Brief Behavioral Therapy for Refractory Insomnia in Residual Depression: An Assessor-Blind, Randomized Controlled Trial

Norio Watanabe, MD, PhD; Toshi A. Furukawa, MD, PhD; Shinji Shimodera, MD, PhD; Ippei Morokuma, MD; Fujika Katsuki, RN, PhD; Hirokazu Fujita, MD, PhD; Megumi Sasaki, PhD; Chihiro Kawamura, BA; and Michael L. Perlis, PhD

Published: March 8, 2011

Article Abstract

Objective: Insomnia often persists despite pharmacotherapy in depression and represents an obstacle to its full remission. This study aimed to investigate the added value of brief behavioral therapy for insomnia over treatment as usual (TAU) for residual depression and refractory insomnia.

Method: Thirty-seven outpatients (mean age of 50.5 years) were randomly assigned to TAU alone or TAU plus brief behavioral therapy for insomnia, consisting of 4 weekly 1-hour individual sessions.

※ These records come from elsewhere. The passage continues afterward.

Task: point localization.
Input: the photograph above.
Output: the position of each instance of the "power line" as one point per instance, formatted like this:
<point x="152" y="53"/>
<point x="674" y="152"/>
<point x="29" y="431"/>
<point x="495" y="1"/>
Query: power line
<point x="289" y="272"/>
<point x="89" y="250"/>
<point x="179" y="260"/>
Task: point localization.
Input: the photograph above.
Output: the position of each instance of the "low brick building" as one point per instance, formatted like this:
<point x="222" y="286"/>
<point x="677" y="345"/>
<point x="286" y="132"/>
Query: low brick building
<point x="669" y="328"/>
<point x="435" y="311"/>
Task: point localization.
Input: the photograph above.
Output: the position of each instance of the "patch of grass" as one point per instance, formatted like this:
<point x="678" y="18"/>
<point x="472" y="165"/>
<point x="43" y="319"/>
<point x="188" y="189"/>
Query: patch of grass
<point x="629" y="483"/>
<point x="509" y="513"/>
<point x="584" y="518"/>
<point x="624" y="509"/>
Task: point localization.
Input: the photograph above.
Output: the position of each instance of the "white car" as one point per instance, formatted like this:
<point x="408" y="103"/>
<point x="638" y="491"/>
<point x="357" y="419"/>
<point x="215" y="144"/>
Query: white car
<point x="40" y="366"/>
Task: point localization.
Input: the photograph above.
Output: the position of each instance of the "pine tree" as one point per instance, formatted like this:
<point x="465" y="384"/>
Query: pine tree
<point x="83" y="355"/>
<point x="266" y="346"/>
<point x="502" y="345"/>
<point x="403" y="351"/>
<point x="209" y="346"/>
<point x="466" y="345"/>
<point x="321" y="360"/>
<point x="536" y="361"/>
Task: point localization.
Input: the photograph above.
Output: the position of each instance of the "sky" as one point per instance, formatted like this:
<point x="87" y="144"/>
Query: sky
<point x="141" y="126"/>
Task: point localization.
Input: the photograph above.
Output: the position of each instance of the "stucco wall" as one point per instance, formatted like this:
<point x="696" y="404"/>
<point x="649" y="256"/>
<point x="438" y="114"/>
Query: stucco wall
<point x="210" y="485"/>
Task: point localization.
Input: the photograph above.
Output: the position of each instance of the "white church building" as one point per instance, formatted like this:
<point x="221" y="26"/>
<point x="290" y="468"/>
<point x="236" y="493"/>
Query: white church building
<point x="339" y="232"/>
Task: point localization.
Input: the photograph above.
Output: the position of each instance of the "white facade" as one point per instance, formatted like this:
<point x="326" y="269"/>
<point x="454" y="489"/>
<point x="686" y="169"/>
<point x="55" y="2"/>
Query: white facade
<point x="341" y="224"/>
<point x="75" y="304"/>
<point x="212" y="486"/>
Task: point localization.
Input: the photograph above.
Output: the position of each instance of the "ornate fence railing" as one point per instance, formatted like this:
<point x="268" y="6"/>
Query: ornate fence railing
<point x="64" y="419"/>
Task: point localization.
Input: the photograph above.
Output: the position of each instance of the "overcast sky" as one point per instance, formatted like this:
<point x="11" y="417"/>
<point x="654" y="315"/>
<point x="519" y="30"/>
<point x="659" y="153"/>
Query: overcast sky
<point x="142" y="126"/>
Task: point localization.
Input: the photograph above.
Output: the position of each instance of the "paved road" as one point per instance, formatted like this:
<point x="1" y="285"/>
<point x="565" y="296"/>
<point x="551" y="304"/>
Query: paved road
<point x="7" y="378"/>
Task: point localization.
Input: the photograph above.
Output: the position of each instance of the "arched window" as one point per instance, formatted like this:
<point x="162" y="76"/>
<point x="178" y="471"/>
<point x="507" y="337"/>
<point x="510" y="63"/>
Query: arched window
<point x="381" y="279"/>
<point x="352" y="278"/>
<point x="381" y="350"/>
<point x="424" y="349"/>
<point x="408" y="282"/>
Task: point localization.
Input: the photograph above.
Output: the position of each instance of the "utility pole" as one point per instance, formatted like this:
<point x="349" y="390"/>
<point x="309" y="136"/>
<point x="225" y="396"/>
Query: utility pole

The Insomnia Severity Index (ISI) scores (primary outcome), sleep parameters, and GRID-Hamilton Depression Rating Scale (GRID-HAMD) scores were assessed by blind raters and remission rates for both insomnia and depression were collected at 4- and 8-week follow-ups. The patients were recruited from February 18, 2008, to April 9, 2009.

Results: Brief behavioral therapy for insomnia plus TAU resulted in significantly lower ISI scores than TAU alone at 8 weeks (P < .0005). The sleep efficiency for the combination was also significantly better than that for TAU alone (P = .015). Significant differences were observed in favor of the combination group on both the total GRID-HAMD scores (P = .013) and the GRID-HAMD scores after removing the 3 sleep items (P = .008). The combination treatment produced higher rates of remission than TAU alone, both in terms of insomnia (50% vs 0%), with a number needed to treat (NNT) of 2 (95% CI, 1-4), and in terms of depression (50% vs 6%), with an NNT of 2 (95% CI, 1-5).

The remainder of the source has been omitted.